Viel mehr lohnt in diesem Zusammenhang ein Blick auf die Architekturmodelle für die Chanel-Shows im überdimensionierten Pariser Glaspalast »Grand Palais«, die Lagerfeld als eine Art Ken Adam der Modewelt erscheinen lassen. Ähnlich dem legendären Szenenbildner der Bond-Filme, beweist Lagerfeld hier Mut zum grandiosen Größenwahn, in dem er für die kurze Zeitspanne einer Modenschau einen Aufwand betreibt, der selbst in der Mode- und Werbebranche nicht mehr selbstverständlich ist. Beim Prêt-à-Porter im Frühling 2013 stöckelten die Models durch einen Wald aus fast maßstabsgetreuen Windenergierädern, die auf einem Laufsteg aus Solarzellen standen. Im Herbst 2013 bildete eine riesige, monochrome Weltkugel die Kulisse für Lagerfelds Kollektion; in diesem Globus waren, wie bei einem Eroberungsfeldzug, schwarze Fahnen samt weißen Chanel-Logos in die verschiedenen Länder gesteckt worden. Höhepunkt dieser Sets ist mit Sicherheit das baufällige Kino, das Lagerfeld als geschlossenen Raum im »Grand Palais« errichten ließ. Im Inneren bröckelten der Putz und die Logen, als würde das Kino tatsächlich seit Jahrzehnten verfallen; da wo sich die Leinwand befinden sollte, klaffte ein Loch in der Mauer, das den Blick auf eine futuristische Skyline freigab, als hätte sich Lagerfeld von der zerbröselnden Stadt in Christopher Nolans »Inception« inspirieren lassen. Die Besucher nahmen auf den Kinoklappsesseln Platz, während die Models nicht auf einem Catwalk, sondern durch die Gänge zwischen den Stuhlreihen defilierten.
Auch hier wird deutlich: Karl Lagerfeld ist der Großmeister der Inszenierung und des schönen Scheins. Konsequenterweise hat man den Museums-Shop direkt in die Ausstellung integriert und sich dabei aber auf Druckwerke Lagerfelds statt Merchandising-Tand beschränkt.
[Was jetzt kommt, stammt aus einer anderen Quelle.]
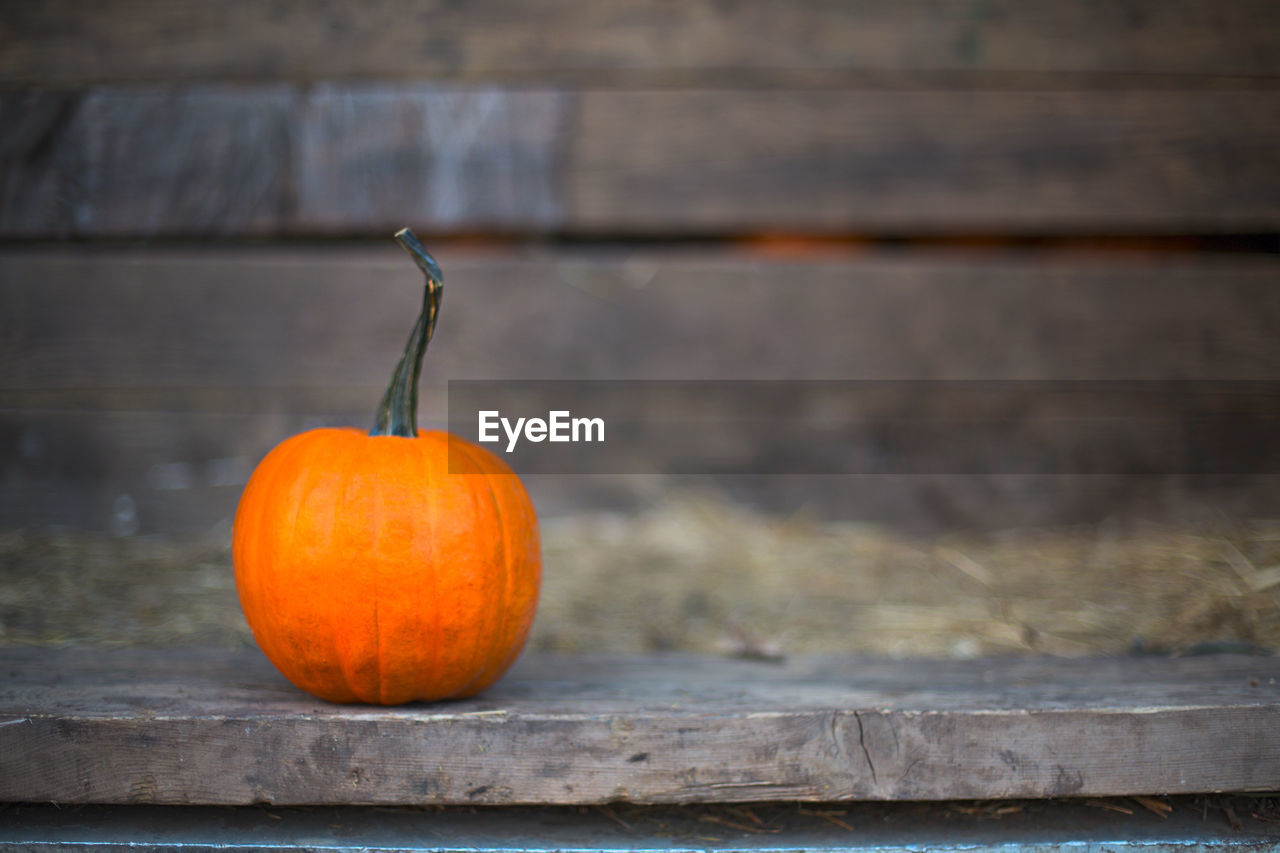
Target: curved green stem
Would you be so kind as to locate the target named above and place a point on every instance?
(397, 413)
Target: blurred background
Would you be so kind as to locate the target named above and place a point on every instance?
(196, 208)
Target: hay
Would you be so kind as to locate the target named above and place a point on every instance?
(698, 573)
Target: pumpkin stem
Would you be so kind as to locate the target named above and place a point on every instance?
(397, 413)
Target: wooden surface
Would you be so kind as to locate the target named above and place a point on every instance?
(155, 379)
(635, 42)
(1237, 824)
(273, 160)
(155, 726)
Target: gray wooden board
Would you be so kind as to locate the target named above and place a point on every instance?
(83, 725)
(191, 329)
(1194, 825)
(635, 42)
(155, 379)
(341, 159)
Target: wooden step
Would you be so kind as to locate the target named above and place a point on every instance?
(92, 725)
(1185, 825)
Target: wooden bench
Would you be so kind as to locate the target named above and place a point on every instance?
(200, 728)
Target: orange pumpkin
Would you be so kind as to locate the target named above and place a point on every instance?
(369, 571)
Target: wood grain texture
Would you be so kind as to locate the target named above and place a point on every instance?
(167, 328)
(632, 42)
(138, 388)
(270, 160)
(155, 726)
(932, 162)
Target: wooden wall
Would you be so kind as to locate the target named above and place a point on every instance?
(196, 204)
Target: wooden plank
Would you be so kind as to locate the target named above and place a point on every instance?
(1192, 825)
(220, 160)
(165, 328)
(932, 162)
(138, 388)
(155, 726)
(632, 42)
(362, 159)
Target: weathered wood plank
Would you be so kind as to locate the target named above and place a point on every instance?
(138, 388)
(362, 159)
(222, 160)
(1193, 825)
(190, 329)
(632, 42)
(933, 162)
(154, 726)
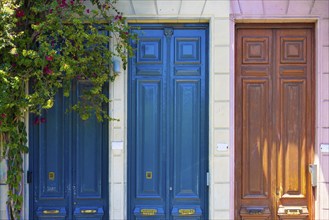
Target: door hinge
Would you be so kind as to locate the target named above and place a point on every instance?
(29, 177)
(208, 179)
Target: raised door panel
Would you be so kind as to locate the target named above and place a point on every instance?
(295, 120)
(253, 124)
(89, 163)
(50, 175)
(149, 170)
(292, 152)
(186, 129)
(255, 140)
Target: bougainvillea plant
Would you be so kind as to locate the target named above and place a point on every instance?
(44, 46)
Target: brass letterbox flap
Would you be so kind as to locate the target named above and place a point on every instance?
(148, 211)
(255, 210)
(186, 211)
(293, 210)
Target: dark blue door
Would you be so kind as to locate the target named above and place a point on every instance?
(168, 123)
(69, 163)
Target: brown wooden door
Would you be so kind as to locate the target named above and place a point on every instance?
(274, 121)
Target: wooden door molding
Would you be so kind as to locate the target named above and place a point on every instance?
(274, 120)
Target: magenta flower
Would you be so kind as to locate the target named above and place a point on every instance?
(63, 4)
(49, 58)
(19, 13)
(36, 121)
(47, 71)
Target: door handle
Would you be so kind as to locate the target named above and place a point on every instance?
(88, 211)
(50, 212)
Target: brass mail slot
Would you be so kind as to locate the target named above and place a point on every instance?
(88, 211)
(148, 175)
(293, 211)
(255, 211)
(149, 212)
(186, 211)
(51, 176)
(50, 212)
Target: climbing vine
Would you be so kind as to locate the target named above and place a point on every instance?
(44, 46)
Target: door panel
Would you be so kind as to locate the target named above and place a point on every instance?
(69, 163)
(274, 121)
(255, 154)
(167, 128)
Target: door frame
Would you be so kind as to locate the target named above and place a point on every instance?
(271, 23)
(149, 24)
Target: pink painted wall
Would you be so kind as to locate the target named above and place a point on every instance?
(300, 10)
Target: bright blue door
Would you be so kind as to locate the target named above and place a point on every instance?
(69, 163)
(168, 123)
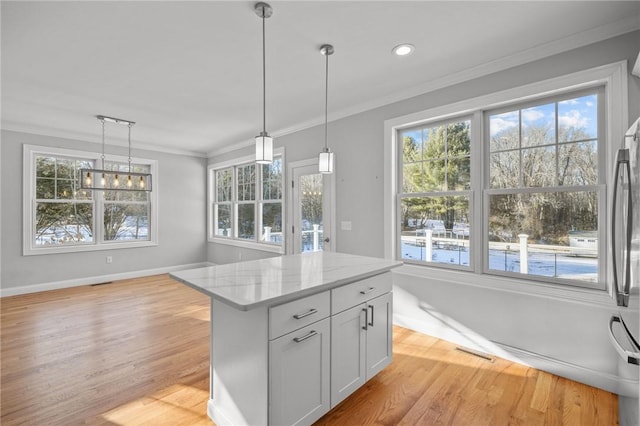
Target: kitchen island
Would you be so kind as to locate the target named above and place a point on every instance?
(292, 336)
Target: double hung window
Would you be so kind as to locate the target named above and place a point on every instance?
(435, 197)
(62, 217)
(246, 203)
(544, 187)
(522, 197)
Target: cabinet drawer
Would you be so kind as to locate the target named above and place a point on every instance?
(291, 316)
(360, 291)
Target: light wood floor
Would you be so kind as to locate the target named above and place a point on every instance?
(135, 352)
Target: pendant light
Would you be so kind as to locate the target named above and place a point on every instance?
(112, 180)
(264, 142)
(325, 159)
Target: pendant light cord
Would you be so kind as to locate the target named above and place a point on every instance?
(130, 125)
(264, 75)
(102, 143)
(326, 100)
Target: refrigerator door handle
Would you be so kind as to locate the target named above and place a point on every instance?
(622, 295)
(628, 356)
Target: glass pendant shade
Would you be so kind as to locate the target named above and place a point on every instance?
(264, 148)
(325, 161)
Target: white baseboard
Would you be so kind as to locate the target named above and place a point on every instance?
(609, 382)
(34, 288)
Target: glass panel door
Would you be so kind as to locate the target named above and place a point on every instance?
(311, 208)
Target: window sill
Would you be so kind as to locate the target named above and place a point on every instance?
(89, 247)
(591, 297)
(248, 244)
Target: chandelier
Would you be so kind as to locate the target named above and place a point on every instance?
(115, 180)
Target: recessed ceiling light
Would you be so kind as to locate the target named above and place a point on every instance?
(403, 49)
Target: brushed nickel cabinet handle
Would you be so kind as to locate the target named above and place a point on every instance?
(305, 337)
(366, 319)
(306, 314)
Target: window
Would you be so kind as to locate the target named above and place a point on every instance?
(544, 187)
(435, 196)
(246, 203)
(61, 217)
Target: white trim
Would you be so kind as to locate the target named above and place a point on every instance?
(248, 244)
(609, 382)
(83, 136)
(569, 294)
(613, 76)
(11, 290)
(28, 197)
(636, 67)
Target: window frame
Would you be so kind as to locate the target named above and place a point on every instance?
(258, 203)
(612, 76)
(29, 248)
(468, 193)
(600, 188)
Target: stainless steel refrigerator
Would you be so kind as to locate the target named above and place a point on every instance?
(624, 326)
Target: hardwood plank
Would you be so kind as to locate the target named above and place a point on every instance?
(136, 352)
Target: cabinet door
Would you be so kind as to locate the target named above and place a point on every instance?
(299, 375)
(348, 356)
(379, 333)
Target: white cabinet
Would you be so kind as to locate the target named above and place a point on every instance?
(299, 363)
(361, 335)
(299, 375)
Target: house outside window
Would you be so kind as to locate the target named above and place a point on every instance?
(62, 217)
(435, 193)
(544, 187)
(246, 203)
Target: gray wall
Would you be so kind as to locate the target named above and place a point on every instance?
(181, 209)
(556, 334)
(358, 141)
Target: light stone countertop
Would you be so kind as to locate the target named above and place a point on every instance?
(271, 281)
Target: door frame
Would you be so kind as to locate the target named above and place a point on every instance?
(329, 183)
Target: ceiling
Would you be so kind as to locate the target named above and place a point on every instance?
(190, 73)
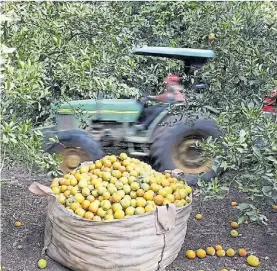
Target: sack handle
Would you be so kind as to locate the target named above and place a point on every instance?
(41, 190)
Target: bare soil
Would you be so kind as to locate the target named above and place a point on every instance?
(22, 246)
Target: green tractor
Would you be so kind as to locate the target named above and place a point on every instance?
(112, 121)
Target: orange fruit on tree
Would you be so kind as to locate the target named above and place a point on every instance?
(210, 251)
(220, 253)
(201, 253)
(190, 254)
(149, 208)
(230, 252)
(242, 252)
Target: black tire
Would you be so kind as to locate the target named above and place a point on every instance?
(168, 138)
(90, 149)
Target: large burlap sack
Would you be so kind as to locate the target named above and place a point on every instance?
(147, 242)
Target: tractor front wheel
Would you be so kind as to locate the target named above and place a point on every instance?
(75, 147)
(179, 147)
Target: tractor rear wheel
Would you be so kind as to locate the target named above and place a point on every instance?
(75, 147)
(175, 148)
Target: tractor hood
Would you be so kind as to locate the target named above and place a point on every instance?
(120, 110)
(196, 55)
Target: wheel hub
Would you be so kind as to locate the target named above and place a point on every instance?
(72, 158)
(188, 157)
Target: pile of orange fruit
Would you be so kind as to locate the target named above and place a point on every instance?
(117, 187)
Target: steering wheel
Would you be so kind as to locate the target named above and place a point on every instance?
(143, 99)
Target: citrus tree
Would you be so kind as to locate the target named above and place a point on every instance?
(57, 51)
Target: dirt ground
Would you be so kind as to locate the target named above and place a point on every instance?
(22, 246)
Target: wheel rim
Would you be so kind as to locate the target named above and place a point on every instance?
(72, 158)
(188, 157)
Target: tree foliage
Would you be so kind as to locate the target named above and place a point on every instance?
(78, 50)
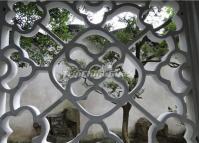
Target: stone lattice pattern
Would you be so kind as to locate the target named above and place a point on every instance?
(12, 33)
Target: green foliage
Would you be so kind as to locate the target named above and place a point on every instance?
(127, 34)
(58, 22)
(111, 56)
(131, 81)
(153, 50)
(44, 49)
(171, 26)
(26, 14)
(98, 41)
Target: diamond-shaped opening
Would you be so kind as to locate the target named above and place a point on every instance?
(159, 15)
(124, 27)
(81, 86)
(172, 132)
(63, 24)
(150, 53)
(21, 134)
(64, 71)
(95, 43)
(40, 48)
(96, 134)
(96, 109)
(96, 16)
(113, 88)
(4, 68)
(80, 56)
(111, 56)
(170, 72)
(27, 13)
(96, 72)
(24, 70)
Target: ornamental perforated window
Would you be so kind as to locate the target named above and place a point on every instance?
(94, 71)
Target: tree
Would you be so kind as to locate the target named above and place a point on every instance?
(41, 46)
(145, 50)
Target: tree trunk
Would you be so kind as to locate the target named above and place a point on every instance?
(125, 133)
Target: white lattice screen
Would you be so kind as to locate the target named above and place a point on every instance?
(175, 40)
Keine Sonnenbrillen, Puderdosen oder Chanel-Gummibärchen, sondern Bücher, Bücher und nochmals Bücher, wie in Lagerfelds eigenen Pariser Buchhandlungen »7L« und »L.S.D.«. Neben Katalogen und Fotobüchern gibt es eine Ecke, in der auch Belletristik zu finden ist – »Was ich lese. Hier finden sie alle Bücher, die Karl Lagerfeld gerade liest oder gelesen hat« – darunter Kästner, Nietzsche und Nabokov. Bücherschränke können viel über einen Menschen verraten, taugen aber auch zur intellektuellen Image-Pflege. Mittendrin liegt ein Buch, das wirkt, als hätte es Lagerfeld mit einem feinen Lächeln dazwischengeschmuggelt; das Cover ziert eine deutsche Pickelhaube, der Titel lautet: »petite histoire de la germanophobie«. Man könnte es für Ironie halten. Für eine kleine Störung in der Oberfläche.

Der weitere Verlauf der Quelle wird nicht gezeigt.